According to the report, the collaboration has conserved 4.4 million acres – about 6,000 square miles – of sage grouse habitat. About 360,000 acres of private ranchland have been put into long-term conservation easements and 14,000 acres have been restored through the removal of invasive juniper trees.

The initiative itself is “completely unprecedented,” NRCS Chief Jason Weller said today at a roundtable discussion with ranchers in Montana’s state capital, Helena. The report is “not just a retrospective, but a prospective” on what’s to come in sage grouse conservation, he said.

SGI is taking action to treat another 22,000 acres in the next three to five years, Weller said, and by 2018, the group projects it will have conserved 8 million acres of sagebrush habitat.
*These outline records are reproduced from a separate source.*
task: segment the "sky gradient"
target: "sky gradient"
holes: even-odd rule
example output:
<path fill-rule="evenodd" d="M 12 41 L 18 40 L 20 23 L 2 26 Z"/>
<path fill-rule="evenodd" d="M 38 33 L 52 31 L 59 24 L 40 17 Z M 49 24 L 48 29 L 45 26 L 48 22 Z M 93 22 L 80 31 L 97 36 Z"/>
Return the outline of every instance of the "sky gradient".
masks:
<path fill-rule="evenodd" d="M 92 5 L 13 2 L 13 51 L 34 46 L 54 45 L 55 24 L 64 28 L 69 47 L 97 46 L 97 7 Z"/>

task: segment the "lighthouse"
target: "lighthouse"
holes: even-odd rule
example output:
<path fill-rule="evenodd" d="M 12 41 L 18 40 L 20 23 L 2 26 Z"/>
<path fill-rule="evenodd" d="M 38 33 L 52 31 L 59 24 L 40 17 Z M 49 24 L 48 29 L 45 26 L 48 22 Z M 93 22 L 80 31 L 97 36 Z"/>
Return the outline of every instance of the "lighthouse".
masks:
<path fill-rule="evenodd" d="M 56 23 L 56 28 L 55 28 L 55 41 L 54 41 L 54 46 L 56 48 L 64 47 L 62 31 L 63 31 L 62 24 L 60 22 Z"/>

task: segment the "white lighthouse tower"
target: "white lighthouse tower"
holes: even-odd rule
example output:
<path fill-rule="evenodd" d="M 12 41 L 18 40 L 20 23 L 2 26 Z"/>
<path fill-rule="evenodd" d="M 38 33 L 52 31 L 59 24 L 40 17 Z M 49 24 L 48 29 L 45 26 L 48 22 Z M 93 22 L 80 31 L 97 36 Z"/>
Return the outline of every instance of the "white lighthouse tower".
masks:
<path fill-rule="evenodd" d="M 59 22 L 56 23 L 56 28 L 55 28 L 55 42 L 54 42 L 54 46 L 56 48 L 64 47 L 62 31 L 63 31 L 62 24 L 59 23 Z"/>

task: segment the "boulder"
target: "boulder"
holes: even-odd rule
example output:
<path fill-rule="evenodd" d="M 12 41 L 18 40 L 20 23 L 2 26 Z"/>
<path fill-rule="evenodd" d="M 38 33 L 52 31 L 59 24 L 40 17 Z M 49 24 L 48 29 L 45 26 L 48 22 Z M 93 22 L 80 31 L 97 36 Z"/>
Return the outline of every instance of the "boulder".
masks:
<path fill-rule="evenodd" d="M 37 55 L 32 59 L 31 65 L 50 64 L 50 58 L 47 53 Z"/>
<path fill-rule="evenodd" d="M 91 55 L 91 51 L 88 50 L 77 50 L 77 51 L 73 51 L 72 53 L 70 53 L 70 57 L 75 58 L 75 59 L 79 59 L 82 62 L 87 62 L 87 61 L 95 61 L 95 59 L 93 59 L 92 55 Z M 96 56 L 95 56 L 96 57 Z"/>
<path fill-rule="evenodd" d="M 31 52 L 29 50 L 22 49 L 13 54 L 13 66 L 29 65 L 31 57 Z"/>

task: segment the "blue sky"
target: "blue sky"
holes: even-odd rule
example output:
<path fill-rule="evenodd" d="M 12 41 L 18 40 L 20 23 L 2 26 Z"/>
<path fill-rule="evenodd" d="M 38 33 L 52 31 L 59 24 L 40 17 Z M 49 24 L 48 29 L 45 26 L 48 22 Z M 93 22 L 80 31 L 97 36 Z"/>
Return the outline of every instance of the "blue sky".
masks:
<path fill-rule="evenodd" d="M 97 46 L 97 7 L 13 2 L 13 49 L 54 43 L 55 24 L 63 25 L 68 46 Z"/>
The U.S. Fish and Wildlife Service, the agency charged with making “endangered” or “threatened” species listings under the Endangered Species Act, is set to make a determination on the greater sage-grouse by Sept. 30. Several measures, including pending legislation and policy riders in House appropriations bills, would delay a listing of the bird for years until states have implemented their own conservation management plans.

Cattleman and energy companies, which claim that federal protections for the bird would needlessly interfere with fossil fuel extraction and ranching operations, have also filed lawsuits that could postpone a listing.

Weller said that a listing decision delay would not directly affect his agency’s work – the 2014 farm bill has given NRCS authority to invest in SGI, he said – but, “you lose momentum” and a “shared vision” with delays.

Pat O’Toole, a Wyoming rancher who partners with NRCS, said the coalition “has tremendous momentum… already there, but the (possible) listing this fall is probably what is driving people as much as anything.”

According to NRCS, there are 200,000 to 500,000 sage grouse currently spread over 165 million acres. Experts say the population has declined about 30 percent since 1985.  The biggest threats to the bird include habitat fragmentation and the encroachment of invasive conifer species that displace native shrubs and grasses.